Violência prossegue no norte do Líbano, diz embaixador brasileiro
FERNANDA BARBOSA
Colaboração para a Folha Online
Os conflitos entre opositores xiitas e governistas sunitas, que se intensificaram nas montanhas Chouf (a sudeste de Beirute) no domingo, foram controlados pelo Exército do Líbano.

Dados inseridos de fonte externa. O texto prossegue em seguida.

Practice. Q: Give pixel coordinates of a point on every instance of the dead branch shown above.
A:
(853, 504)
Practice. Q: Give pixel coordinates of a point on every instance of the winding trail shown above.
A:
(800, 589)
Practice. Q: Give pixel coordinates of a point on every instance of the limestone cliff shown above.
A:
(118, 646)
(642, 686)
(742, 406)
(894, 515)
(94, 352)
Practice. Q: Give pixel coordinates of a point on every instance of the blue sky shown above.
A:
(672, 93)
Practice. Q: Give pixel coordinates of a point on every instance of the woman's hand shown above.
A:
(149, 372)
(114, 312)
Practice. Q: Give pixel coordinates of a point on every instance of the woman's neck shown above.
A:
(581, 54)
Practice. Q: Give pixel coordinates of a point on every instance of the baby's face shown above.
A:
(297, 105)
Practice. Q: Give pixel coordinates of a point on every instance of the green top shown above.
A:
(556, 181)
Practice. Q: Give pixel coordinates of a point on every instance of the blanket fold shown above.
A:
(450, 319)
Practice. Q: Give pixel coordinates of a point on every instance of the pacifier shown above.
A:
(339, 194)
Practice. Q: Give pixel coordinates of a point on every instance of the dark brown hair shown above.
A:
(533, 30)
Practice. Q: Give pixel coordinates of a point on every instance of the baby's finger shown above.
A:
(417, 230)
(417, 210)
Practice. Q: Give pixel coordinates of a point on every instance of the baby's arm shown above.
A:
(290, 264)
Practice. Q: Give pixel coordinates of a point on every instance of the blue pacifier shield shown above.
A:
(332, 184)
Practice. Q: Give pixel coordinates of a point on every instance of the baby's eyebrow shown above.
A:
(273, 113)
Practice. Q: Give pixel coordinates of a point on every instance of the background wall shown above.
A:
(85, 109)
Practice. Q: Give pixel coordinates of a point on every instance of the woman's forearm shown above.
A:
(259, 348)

No entanto, a violência continua no norte do país, principalmente na cidade de Trípoli, segundo o embaixador brasileiro no país, Eduardo Seixas.
"Estamos agora em compasso de espera, e a expectativa é que a situação se mantenha calma até a chegada da missão da Liga Árabe", disse Seixas em entrevista por telefone à Folha Online de Beirute.
O envio da Liga Árabe foi determinado neste domingo após uma reunião no Cairo (Egito).
A missão, que visa mediar um acordo que dê fim ao conflito no Líbano, conta com a presença de chanceleres árabes, liderados pelo premiê do Qatar, xeque Hamad bin Jassim bin Jabr al Thani e pelo chefe da Liga Árabe, Amr Moussa.
Ao menos 53 pessoas morreram nos confrontos que tiveram início no último dia 7, quando o grupo xiita Hizbollah, apoiado por Irã e Síria, brevemente tomou controle de Beirute após o governo --apoiado por EUA e Arábia Saudita-- decidir remover o chefe de segurança do aeroporto de Beirute, que seria ligado ao Hizbollah, e desmantelar a rede de telefonia do grupo.
No entanto, o número de mortos já chegaria a 81 de acordo com a agência Reuters.
Não há registro de brasileiros feridos durante os choques entre os grupos rivais libaneses, segundo Seixas.
Mortes
Os confrontos desta segunda-feira causaram a morte de ao menos 16 pessoas em Trípoli, segundo oficiais e paramédicos consultados pela agência Associated Press. Ao menos seis pessoas ficaram feridas.
As montanhas Chouf, na região habitada por drusos, seriam um ponto estratégico para o Hizbollah, pois propiciaria uma ampla visão de grande parte do país.
No domingo, houve combates no local entre integrantes do grupo radical islâmico e membros do Partido Socialista Progressista (PSP), liderado por Walid Jumblatt, governista.
O embate matou ao menos 36 pessoas, entre elas 14 integrantes do Hizbollah, segundo a agência Reuters.
Após o envio de tropas do Exército ao local, foi negociada uma trégua temporária, mas os grupos não entregaram suas armas, segundo informações da rede britânica BBC.
Um novo contingente de soldados foi enviado para a região nesta segunda-feira para assegurar a manutenção da trégua.
Brasileira
Em Beirute, as pessoas já "se acostumaram com os choques" e "levam a vida normalmente", de acordo com a jornalista brasileira Rebecca Maatouk, que trabalha na rede Future News, que foi tomada por aliados ao Hizbollah na última sexta-feira (9).
"Eu não estava no escritório, estava no estúdio, que não é no mesmo local. Mas meus colegas me disseram que foram obrigados a sair do prédio. Alguns que demonstraram resistência foram insultados", disse ela por telefone à Folha Online.
No entanto, na região de Chwayfet, os moradores estão com medo de balas perdidas, e ficam grande parte do tempo abaixados no chão de suas casas para não serem atingidos, relata Maatouk.
Segundo a jornalista, as pessoas que vivem nas áreas de conflito esperam que o Exército "traga calma" ao local.